Motion capture from a webcam, no studio required
A pure C++ pipeline that turns monocular video into multi-person BVH files ready for Blender.

What it does
SAM3DBody-cpp ingests a single camera feed—webcam, video file, or image—and spits out per-person 3D body poses, 70 keypoints with hands, and optionally full mesh vertices. The standout output is standard BVH motion-capture files per detected person, identity-tracked across frames, with bone lengths auto-fitted to each actor. Drop p_0.bvh into Blender and animate a MakeHuman rig without touching a mocap suit.
The interesting bit
This is not 2D-to-3D lifting.

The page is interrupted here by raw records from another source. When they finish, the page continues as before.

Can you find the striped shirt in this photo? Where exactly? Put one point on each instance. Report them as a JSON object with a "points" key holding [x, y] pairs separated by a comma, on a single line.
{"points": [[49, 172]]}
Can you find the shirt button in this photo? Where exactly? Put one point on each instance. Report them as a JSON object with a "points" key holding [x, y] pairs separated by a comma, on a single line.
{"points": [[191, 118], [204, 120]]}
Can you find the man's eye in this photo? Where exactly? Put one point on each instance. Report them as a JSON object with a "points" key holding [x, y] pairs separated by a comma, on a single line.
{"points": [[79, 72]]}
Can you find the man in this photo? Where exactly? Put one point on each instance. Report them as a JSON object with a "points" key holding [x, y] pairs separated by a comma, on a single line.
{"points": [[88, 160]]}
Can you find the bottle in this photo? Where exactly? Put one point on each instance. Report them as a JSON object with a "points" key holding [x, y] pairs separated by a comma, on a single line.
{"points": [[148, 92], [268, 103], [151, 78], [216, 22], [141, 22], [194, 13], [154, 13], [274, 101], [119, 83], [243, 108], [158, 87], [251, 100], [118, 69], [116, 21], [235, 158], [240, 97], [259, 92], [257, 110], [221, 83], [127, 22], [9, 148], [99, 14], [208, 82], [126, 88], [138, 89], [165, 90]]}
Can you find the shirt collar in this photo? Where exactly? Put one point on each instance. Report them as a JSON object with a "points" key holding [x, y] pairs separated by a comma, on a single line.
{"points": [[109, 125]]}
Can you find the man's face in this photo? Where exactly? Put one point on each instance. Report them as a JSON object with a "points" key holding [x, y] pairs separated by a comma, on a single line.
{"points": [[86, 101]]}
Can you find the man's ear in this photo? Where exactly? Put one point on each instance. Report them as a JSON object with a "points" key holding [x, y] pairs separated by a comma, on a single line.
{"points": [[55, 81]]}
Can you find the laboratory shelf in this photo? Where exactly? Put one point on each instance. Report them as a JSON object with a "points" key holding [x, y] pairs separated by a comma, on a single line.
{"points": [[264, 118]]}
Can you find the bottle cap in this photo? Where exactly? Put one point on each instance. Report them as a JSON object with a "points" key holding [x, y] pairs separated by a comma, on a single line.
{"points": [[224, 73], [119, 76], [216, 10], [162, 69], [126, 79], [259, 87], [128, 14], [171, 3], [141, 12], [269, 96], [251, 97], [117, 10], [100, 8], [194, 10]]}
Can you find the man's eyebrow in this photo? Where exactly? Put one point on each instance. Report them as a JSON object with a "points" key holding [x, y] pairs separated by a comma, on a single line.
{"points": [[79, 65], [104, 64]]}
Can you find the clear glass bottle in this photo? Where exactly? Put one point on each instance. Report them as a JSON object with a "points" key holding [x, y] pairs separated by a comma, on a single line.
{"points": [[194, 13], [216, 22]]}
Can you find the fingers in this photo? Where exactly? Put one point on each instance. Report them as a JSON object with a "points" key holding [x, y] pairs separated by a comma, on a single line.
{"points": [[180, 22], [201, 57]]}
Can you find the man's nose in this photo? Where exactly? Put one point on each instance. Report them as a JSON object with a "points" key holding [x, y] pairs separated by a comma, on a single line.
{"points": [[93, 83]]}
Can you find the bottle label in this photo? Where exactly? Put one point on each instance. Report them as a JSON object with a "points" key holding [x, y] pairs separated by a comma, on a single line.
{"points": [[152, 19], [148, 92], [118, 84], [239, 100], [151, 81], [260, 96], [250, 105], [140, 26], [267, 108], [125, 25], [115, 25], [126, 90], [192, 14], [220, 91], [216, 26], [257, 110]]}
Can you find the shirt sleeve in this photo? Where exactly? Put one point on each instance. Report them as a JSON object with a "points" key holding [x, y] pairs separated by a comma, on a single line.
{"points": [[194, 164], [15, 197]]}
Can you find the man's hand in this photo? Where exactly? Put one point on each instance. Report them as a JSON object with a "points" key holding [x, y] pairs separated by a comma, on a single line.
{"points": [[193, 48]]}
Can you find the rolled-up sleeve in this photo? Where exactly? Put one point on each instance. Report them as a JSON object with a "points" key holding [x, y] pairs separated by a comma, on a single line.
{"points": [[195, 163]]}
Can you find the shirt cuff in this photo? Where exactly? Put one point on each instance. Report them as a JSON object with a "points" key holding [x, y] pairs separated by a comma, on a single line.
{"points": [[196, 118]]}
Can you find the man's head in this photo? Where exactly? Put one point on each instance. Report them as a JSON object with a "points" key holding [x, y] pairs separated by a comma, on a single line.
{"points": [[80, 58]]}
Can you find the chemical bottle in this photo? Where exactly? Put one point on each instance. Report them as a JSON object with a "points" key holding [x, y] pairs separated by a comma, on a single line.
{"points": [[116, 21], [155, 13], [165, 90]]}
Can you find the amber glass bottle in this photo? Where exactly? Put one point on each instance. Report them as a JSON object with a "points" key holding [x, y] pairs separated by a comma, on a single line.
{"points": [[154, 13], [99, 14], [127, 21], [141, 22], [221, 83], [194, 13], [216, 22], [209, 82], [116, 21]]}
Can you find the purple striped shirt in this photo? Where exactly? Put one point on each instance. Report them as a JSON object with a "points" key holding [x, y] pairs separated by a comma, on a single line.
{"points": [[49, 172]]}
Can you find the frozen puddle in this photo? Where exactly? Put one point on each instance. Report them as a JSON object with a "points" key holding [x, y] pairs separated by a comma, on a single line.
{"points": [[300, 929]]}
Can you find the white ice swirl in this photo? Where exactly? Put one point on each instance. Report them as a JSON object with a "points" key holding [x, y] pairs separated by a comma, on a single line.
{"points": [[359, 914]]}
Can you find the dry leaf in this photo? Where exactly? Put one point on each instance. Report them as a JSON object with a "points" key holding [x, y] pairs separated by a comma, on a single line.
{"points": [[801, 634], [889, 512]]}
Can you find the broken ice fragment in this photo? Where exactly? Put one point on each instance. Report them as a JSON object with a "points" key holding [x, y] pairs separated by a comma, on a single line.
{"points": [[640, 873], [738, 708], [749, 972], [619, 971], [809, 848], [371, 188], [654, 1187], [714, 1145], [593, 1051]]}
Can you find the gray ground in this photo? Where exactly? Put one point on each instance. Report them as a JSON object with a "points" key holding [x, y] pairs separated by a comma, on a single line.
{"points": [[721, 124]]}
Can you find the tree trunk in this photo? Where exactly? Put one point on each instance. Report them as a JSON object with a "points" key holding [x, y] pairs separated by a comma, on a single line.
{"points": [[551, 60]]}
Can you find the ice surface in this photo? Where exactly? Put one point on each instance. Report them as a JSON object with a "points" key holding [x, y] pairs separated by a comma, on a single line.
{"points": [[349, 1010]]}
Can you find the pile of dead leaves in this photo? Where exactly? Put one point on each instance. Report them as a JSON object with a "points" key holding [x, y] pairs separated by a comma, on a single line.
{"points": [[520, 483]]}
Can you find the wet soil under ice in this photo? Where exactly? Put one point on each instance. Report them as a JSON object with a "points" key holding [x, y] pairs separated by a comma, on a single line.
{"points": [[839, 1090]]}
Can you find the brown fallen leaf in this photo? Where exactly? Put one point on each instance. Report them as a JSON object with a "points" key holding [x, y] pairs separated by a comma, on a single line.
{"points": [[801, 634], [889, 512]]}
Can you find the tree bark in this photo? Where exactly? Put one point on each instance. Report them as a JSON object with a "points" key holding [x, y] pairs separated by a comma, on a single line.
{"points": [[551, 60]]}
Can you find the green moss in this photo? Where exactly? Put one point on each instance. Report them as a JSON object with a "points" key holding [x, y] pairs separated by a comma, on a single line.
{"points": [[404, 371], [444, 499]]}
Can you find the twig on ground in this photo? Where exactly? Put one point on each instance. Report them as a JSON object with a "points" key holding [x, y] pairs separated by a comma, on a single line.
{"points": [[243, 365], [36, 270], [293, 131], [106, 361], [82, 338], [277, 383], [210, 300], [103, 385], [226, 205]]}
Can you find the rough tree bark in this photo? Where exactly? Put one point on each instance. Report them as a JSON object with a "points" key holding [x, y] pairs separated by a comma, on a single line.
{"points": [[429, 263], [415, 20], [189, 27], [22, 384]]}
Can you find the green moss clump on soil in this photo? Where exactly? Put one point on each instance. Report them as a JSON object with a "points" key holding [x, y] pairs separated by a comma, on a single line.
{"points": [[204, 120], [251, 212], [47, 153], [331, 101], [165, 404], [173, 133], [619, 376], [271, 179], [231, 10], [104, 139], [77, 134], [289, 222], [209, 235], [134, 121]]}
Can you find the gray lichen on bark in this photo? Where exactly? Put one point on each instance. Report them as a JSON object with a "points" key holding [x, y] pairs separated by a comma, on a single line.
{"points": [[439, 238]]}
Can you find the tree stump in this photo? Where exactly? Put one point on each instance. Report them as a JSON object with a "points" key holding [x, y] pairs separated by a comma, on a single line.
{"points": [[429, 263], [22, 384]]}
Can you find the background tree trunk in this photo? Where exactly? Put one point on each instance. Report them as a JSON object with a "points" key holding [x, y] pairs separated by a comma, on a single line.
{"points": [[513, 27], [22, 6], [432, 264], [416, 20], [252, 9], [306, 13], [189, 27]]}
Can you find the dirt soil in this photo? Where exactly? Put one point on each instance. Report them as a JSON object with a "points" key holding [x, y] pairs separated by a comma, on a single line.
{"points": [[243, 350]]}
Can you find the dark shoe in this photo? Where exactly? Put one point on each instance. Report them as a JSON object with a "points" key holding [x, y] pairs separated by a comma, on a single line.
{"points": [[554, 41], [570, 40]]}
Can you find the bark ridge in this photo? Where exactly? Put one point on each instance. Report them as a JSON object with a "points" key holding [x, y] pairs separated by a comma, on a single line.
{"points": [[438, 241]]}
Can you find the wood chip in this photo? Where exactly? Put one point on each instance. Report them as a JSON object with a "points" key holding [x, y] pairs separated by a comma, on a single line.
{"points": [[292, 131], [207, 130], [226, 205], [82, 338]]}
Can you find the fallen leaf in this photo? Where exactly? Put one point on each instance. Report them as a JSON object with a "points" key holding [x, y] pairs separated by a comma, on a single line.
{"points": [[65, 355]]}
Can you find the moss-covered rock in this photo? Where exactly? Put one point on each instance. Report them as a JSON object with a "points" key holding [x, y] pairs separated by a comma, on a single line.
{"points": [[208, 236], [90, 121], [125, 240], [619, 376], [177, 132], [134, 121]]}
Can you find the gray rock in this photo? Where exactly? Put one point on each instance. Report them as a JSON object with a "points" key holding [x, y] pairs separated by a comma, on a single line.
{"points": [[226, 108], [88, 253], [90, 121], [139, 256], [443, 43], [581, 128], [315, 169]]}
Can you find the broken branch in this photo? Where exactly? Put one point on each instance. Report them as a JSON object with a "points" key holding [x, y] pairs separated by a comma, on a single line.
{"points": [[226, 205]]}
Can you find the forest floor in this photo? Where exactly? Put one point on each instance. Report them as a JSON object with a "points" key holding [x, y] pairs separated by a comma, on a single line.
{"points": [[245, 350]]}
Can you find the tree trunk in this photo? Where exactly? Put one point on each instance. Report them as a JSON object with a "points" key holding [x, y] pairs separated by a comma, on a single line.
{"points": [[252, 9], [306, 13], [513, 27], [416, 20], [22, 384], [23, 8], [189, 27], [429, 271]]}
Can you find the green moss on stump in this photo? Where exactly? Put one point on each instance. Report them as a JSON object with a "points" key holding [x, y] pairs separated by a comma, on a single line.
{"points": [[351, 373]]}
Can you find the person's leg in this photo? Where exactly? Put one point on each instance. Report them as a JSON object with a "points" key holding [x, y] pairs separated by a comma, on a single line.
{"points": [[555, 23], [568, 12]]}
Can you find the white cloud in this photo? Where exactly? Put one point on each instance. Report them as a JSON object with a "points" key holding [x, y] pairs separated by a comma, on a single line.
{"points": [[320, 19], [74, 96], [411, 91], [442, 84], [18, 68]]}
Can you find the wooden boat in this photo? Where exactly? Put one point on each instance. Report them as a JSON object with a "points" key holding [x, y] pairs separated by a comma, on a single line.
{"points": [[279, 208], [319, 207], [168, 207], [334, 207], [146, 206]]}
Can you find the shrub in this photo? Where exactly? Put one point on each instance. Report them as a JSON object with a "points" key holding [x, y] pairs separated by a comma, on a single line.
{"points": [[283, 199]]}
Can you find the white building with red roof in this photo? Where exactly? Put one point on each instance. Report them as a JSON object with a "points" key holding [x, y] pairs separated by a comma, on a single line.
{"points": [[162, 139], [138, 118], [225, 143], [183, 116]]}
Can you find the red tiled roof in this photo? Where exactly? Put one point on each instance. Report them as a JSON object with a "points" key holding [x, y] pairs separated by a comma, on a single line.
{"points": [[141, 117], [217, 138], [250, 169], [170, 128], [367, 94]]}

A DINOv2-ViT-H backbone extracts features, a transformer decoder compresses them into a pose token, and tiny ggml FFN heads regress 519 body model parameters directly—no depth sensor, no stereo, no Python at runtime. The network learns metric depth from body proportions alone, same trick SMPL-family models use, but the entire inference engine is standalone C++ with ONNX Runtime and a native C linear blend skinning implementation.
Key highlights
- Zero Python dependency at runtime; Python frontends are thin ctypes wrappers around a compiled shared library
- Multi-person BVH export with IoU-based identity tracking and auto-resized joint offsets per actor
- ~4.8 GB DINOv3-ViT-H/14+ encoder (BF16, CUDA EP) plus YOLO11m-pose detector, 6-layer decoder, and ggml heads
- CPU fallback exists via float32 backbone, but a single forward pass takes 5–15 seconds on a modern laptop—impractical for video
- Bundled Blender plugin and CSV exporter for the 70 MHR keypoints
Caveats
- The standard backbone requires CUDA; CPU inference is technically possible but glacial for real-time use
body_model.onnxexport is blocked on PyTorch ≥ 2.x, so the native C LBS path is currently required for mesh output- CMake will warn if the ~5 GB of model files haven’t been downloaded from HuggingFace
Verdict
Worth a look if you need offline or real-time monocular mocap without Python infrastructure headaches. Skip it if you’re CPU-only and need speed, or if you require floor-plane recovery (that’s downstream).